Here's the uncomfortable thing about rendering your UI to a GPU canvas: to a screen reader, you've drawn nothing. There's one <canvas> element and a blob of pixels. A blind user tabbing through your app hears silence. This is the wall every canvas UI hits — Flutter's web target, Figma, anything game-engine-shaped — and most of them either ship a half-hearted shadow DOM or quietly don't solve it.
Vel renders everything on the GPU through Lume, so I had the same problem. The way out was to stop treating the pixels as the UI, and treat them as one projection of it.
One tree, two backends
A Vel widget already knows how to describe itself for layout and paint. The insight was that it can describe itself a second way — not "here's how I look" but "here's what I am": a role, a label, a value, some state.
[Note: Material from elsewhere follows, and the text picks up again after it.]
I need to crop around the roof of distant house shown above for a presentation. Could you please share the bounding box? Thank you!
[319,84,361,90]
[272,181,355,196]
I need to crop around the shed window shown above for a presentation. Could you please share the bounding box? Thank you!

Pixels for the eye; semantics for everything else.
So every widget fills out a SemNode in a describe() method, and a single collector walks the tree:
enum class SemRole {
None, Group, Text, Heading, Button, Link,
Checkbox, Radio, Switch, Slider,
TextField, TextArea, // editable — single & multi-line
Image, ProgressBar, Alert, List, ListItem,
};
struct SemNode {
SemRole role = SemRole::None;
std::string label; // accessible name (button text, field label…)
std::string value; // current value (field text, slider readout…)
bool focusable = false; // participates in Tab order
bool editable = false; // mount a real <input> for IME/keyboard
bool checked, selected, disabled;
bool hasRange; float valueMin, valueMax, valueNow; // slider/progress
Rect rect; // logical-pixel bounds == CSS px on the web
int id; // stable for one frame
// …
};
std::vector<SemNode> collectSemantics(Widget& root);
The roles are deliberately small and intent-based — they map 1:1 to ARIA/DOM roles on the web and to platform accessibility roles elsewhere. A Btn reports Button with its text as the label. A Slider reports Slider with hasRange and the live valueNow. Decorative containers report None and get dropped from the output entirely, so the semantic tree is flatter and cleaner than the visual tree — assistive tech doesn't care about your spacer boxes.
collectSemantics walks the widget tree in paint order and produces a flat list, stamping each node with its post-layout rect and a stable id. That flat list is the whole accessibility model. Everything downstream is a consumer of it.
The DOM mirror
On the web, a small JS layer takes that flat list and maintains a hidden DOM tree positioned exactly over the canvas — a <div role="button"> at the button's rect, an <input> at each editable field, an <h2> for headings. It's visually invisible (the pixels are the real UI) but it's structurally real: screen readers read it, Tab moves through the focusable nodes in order, and focus rings track the actual element.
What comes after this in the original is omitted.